Note: The FLIR Science File SDK (fnv) is required for reading and encoding SEQ/CSQ files. Install the platform-specific wheel separately.

pip install fnv-<version>-<platform>.whl

Usage

# Convert a single file (maximum compression & speed)
thermal-compress encode input.seq -o output.nc \
  --emissivity 0.9 \
  --experiment "Stringybark, 50kW/m, Rep 3" \
  --threshold 299 \
  --int16

# Run a quick 2000-frame benchmark
thermal-compress encode input.seq -o output.nc --limit 2000 --threshold 299 --int16

# Batch convert an entire folder
thermal-compress encode /path/to/seq_folder/ -o /path/to/output/ --batch

# Verify lossless round-trip
thermal-compress verify input.seq output.nc

# Inspect metadata (hardware stats, humidity, distance, etc)
thermal-compress info output.nc

# Extract frames to standard numpy arrays
thermal-compress decode output.nc -o frames/ --format npy

Note: The encoder automatically uses all available CPU cores. Use --workers N to override if needed.

Expected Compression & Benchmarks

Tested on an Apple M2 Max reading a 37 GB (25,000 frames) B9.seq file.

Storage method Precision File Size Reduction
Raw SEQ/CSQ 37 GB 0%
Float32 (default) Lossless 20 GB 46%
Scaled int16 (--int16) 0.01 °C 11 GB 70%
Threshold + float32 (--threshold 299) 1 °C background ~7.5 GB 80%

How --threshold works: Pixels below the threshold are rounded to the nearest whole degree (e.g., 25.77°C26°C). This preserves the full visual colormap in tools like FTA — you can still see the entire scene. Pixels at or above the threshold keep their full precision for scientific analysis. The rounding creates many fewer unique values, which zlib compresses dramatically better.

Why --int16? Using the --int16 flag is highly recommended for bulk archival. It drops the precision of the output past the second decimal place (e.g., 21.4391 becomes 21.44). Since the thermal noise floor (NETD) of high-end FLIR cameras like the T1040 is ~0.02 °C, discarding these extra noisy decimal digits retains 100% of the true physical sensor data, while drastically boosting zlib compression ratios by roughly 50%.

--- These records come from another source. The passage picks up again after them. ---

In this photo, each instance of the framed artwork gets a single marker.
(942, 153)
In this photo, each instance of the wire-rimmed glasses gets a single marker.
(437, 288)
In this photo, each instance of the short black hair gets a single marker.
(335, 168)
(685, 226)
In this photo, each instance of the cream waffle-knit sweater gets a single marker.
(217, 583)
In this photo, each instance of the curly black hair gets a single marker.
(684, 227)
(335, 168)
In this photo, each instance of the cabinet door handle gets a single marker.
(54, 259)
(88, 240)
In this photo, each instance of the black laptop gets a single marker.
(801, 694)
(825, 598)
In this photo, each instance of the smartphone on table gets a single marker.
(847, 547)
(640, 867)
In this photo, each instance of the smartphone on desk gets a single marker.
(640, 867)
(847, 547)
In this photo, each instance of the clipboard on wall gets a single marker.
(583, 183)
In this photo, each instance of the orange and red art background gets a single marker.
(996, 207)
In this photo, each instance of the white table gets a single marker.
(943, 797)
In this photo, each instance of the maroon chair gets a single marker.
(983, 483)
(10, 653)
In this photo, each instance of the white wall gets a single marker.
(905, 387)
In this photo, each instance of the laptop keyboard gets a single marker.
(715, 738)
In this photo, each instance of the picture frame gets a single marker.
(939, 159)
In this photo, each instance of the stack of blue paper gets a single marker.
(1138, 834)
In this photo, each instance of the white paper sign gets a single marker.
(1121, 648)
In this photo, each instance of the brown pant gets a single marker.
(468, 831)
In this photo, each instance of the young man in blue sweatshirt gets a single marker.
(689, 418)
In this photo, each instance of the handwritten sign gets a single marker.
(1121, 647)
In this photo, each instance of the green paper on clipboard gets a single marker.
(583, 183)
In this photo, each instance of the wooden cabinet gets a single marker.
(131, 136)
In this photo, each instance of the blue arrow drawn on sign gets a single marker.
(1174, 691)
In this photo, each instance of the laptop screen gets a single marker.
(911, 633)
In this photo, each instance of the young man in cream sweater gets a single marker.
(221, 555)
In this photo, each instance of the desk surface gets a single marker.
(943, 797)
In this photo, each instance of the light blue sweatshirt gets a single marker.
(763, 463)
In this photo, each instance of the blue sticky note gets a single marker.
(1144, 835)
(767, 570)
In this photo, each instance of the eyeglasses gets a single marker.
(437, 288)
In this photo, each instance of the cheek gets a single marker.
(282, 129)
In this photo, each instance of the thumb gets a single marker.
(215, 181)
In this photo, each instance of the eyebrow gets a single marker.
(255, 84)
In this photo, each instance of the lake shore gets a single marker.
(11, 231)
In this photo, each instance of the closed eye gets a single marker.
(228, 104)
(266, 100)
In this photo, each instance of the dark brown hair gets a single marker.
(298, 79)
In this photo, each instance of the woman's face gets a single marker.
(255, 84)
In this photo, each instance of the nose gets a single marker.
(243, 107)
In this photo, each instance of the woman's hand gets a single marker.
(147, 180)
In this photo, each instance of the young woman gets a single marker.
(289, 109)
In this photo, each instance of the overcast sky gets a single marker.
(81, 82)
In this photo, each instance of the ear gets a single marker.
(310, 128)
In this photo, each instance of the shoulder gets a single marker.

The Compression Pipeline: When you use --int16, the tool runs a three-stage compression pass:

  1. Quantization (int16): float32 temperatures are multiplied by 100 and stored as 16-bit integers, halving the raw footprint.
  2. HDF5 Shuffle Filter: The bytes of these integers are grouped algorithmically to create long repeating sequences.
  3. Deflate (zlib level 9): The sequences are compressed using universally compatible zlib at maximum compression. Although benchmarks show level 6 and level 9 produce nearly identical file sizes for thermal data (due to the chaotic entropy of physical thermal noise), level 9 is used by default to squeeze every last byte.

Project Architecture

SEQ-CSQ-compressor/
├── SDK/               # Bundled platform-specific FLIR FileSDK wheels
├── cli.py            # CLI entry point (Click)
├── encoder.py        # SEQ/CSQ → NetCDF4 (Multiprocessing & h5py direct chunk writes)
├── decoder.py        # NetCDF4 → raw frames back-conversion
├── verify.py         # Bitwise roundtrip verification
├── metadata.py       # Rich FLIR metadata extraction
├── compression.py    # Compression logic configuration
├── environment.yml   # Python environment specification
└── tests/            # Synthetic-array test suite

Context

  • This tool is designed as a companion to the Firebrand Thermal Analysis repository to drastically reduce the size of the required dataset inputs.

About

High-performance parallel compression tool for massively reducing the size of FLIR radiometric thermal video files (SEQ/CSQ to NetCDF4) by up to 80%.